I don't know why but the well-known scholars of Shakespeare such as the author of this piece (Stephen Greenblatt) and the "Western Canon" professor (Harold Bloom @ Yale) always seem to write in a ponderous style.

My tldr would be: I (Stephen) could fully engage with Shakespeare just on the words alone printed on the page. In contrast, my recent students don't seem to read the pure text with the same joy. They like interacting with Shakespeare's work with non-textual media (e.g. films, audio clips of pronunciation, etc). They'd rather sing a Shakespeare song instead of write an analytical essay based on close reading.


The thing about Shakespeare's plays is that they're plays. Performance pieces. Written by an actor. Shakespeare wrote with the intent that most people would engage with his words by hearing them spoken by actors performing on a stage.

That feels like an obvious point. But there's often a tendency, especially among literature and English professors, to approach Shakespeare with the belief that most authentic way to engage with the text is by reading it off a page. Whatever the source of that belief, it isn't grounded in the nature or history of Shakespeare's work.


Keep in mind that Shakespeare wrote a number of Sonnets, so he is regarded also as a poet in addition to a playwright, which puts in squarely in the category of "writer".

Since his plays were written in verse, with very little in the way of stage direction, less in props, and next to nothing in scene descriptions, it's not too far of the mark to think of the plays as poems themselves. When people read, they hear 'silent prosody', or a spoken voice, in their heads, so even when reading, they are hearing the words.


I wonder, how often do people study films by reading the scripts? I know it happens, but it seems pretty rare.


Certainly film students do this.

But as I pointed out in another comment, Shakespeare's plays are primarily verses, as opposed to stage direction, props, or scene description. They can be looked at as poetry, as we do his sonnets.

It's quite a different thing from modern films, which combine acting, cinematography, scenes, and music into a single art, cinema, that defines its own category distinct from those that came before it. The point of cinema is to "Show, don't tell" whereas plays in the tradition of Shakespeare are completely dialog-driven. In cinema, ideas are presented as a /moving image/, where in Shakespeare, they are presented in words.


What I always found infuriating was the unbridled reverence for Shakespeare as this avatar of literary godhood.
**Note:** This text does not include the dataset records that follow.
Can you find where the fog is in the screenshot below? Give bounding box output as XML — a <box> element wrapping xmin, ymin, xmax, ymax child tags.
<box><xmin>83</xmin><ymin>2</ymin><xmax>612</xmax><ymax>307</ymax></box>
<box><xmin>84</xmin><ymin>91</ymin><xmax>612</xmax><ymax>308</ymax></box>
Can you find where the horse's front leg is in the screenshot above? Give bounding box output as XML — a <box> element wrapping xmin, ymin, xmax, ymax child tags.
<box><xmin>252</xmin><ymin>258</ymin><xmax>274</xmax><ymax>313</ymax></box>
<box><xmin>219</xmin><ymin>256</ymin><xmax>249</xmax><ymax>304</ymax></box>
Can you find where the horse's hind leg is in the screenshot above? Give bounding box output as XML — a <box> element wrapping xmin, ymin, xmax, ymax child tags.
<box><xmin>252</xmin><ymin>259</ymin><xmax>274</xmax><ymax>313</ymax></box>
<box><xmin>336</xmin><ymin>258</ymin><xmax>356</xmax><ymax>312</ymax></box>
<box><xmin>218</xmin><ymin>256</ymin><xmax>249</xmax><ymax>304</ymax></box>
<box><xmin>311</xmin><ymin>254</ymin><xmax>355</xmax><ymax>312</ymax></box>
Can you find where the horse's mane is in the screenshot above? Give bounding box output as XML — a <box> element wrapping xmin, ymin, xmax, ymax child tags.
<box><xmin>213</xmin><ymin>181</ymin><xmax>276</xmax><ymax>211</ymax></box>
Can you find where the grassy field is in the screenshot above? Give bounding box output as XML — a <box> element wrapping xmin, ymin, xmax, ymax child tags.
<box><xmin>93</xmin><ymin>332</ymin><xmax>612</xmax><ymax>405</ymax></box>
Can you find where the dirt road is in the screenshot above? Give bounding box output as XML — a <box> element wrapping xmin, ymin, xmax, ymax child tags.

Shakespeare was a hack. A very good hack, but he was writing plays to pay his rent, not as some otherworldly font of the muse with a mainline connection to the soul of literature. He's got much more in common with Stephen King or Dan Brown, as a writer of popular, mainstream entertainment, than he does with critically acclaimed, popularly ignored capital L Literature.

MacBeth and Hamlet and Romeo and Juliet are great, timeless works, but Shakespeare turned out a lot of historical plays and comedies that are kind of meh. Particularly the comedies are pretty formulaic, if you read two or three of them in succession, and there's nearly as many thinly-veiled (save the archaic language) dick jokes and scatological humor as in a Judd Apatow film. Not to mention the slapstick elements, and foolery that doesn't necessarily show up in the printed stage directions, but undoubtedly played well to the groundlings at the Globe.

Reducing Shakespeare's dramatic productions to just the dusty words on the page does a disservice to the reality.

It's alternate-history fiction, but I enjoyed Harry Turtledove's Ruled Brittania for putting a more human face on Shakespeare http://www.amazon.com/Ruled-Britannia-Harry-Turtledove/dp/04...


> MacBeth and Hamlet and Romeo and Juliet are great, timeless works

Not an original plot among them, by the way; Shakespeare was a great plagiarist.


What fortunate timing, next week I'm spending a few days in Ashland, OR, and will enjoy the theater at the world-class Oregon Shakespeare Festival.

Parallel to the article's discussion, in college I was interested in science and only because of requirements took courses in literature. Ironically, decades later the science "facts" have largely become irrelevant. It's the poetry and narrative works that are increasingly meaningful to me now.

I came to Shakespeare only well into adulthood but over time my appreciation of his talent has grown exponentially. Once getting a feel for his expressive language, it's evident he was a masterful observer of human nature, combined with his extraordinary sensitivity to sound of words, poetic genius barely describes the accomplishment.

That Shakespeare speaks to people in diverse regions of the globe might surprise him, but he's sure be pleased he far exceeded his own ambitions. Perhaps he'd surely find that development amusing and profound, no doubt would be thinking it could be source material for a new play...


Hopefully, the scientific mindset didn't pass you by, as that was the real point of the courses.


Hopefully, the scientific mindset didn't pass you by, as that was the real point of the courses.